Reportupdater is one of Data Engineering's scheduling tools that we want to migrate to Airflow.
It generates a set of reports for low-risk datasets, like the UserAgent breakdowns: https://analytics.wikimedia.org/dashboards/browsers/#all-sites-by-os.
https://wikitech.wikimedia.org/wiki/Analytics/Systems/Reportupdater
https://github.com/wikimedia/analytics-reportupdater
https://github.com/wikimedia/analytics-reportupdater-queries
Basically, reportupdater executes a given HQL query on a schedule and appends the results to a TSV report file.
Expected result
A HiveToTSVOperator (or another solution!) that given an HQL query, updates a report file with its results.
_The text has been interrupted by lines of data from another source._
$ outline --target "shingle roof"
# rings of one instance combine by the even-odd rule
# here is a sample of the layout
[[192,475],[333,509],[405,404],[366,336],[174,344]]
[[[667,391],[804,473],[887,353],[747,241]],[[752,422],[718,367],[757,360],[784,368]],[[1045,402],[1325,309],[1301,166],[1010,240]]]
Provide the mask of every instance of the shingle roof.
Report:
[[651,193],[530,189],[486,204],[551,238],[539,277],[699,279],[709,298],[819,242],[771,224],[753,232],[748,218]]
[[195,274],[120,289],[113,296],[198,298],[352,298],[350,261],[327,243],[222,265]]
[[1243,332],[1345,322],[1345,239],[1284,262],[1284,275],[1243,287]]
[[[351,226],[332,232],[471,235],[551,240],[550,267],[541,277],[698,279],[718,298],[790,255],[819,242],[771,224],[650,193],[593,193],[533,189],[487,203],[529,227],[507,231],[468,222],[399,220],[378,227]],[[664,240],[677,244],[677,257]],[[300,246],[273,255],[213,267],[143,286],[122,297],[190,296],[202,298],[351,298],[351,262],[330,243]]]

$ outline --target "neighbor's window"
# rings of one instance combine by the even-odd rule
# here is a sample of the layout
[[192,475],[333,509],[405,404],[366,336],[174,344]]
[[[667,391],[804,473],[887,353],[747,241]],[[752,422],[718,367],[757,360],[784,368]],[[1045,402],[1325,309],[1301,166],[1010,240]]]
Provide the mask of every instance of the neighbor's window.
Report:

Not sure if this task can be accomplished by using HQL only (temporary external table on top of the TSV report?) or we will need a Scala job that transforms the given query into a DataFrame and then updates the report file. We'll need to test this Operator with real data, so we can migrate 1 of reportupdater jobs as part of this task. Later it will be trivial to migrate the other ones.
Gotchas
- Some queries return 1 single row, whereas others can return multiple rows.
- We should implement the 'max_data_points' feature (see docs).
- We should not implement the 'explode_by' feature (see docs). This should be implemented in the DAG file, by looping over the list of values to explode and creating a HiveToTSVOperator for each.
- We should not implement the 'graphite' feature. There's another Operator for that.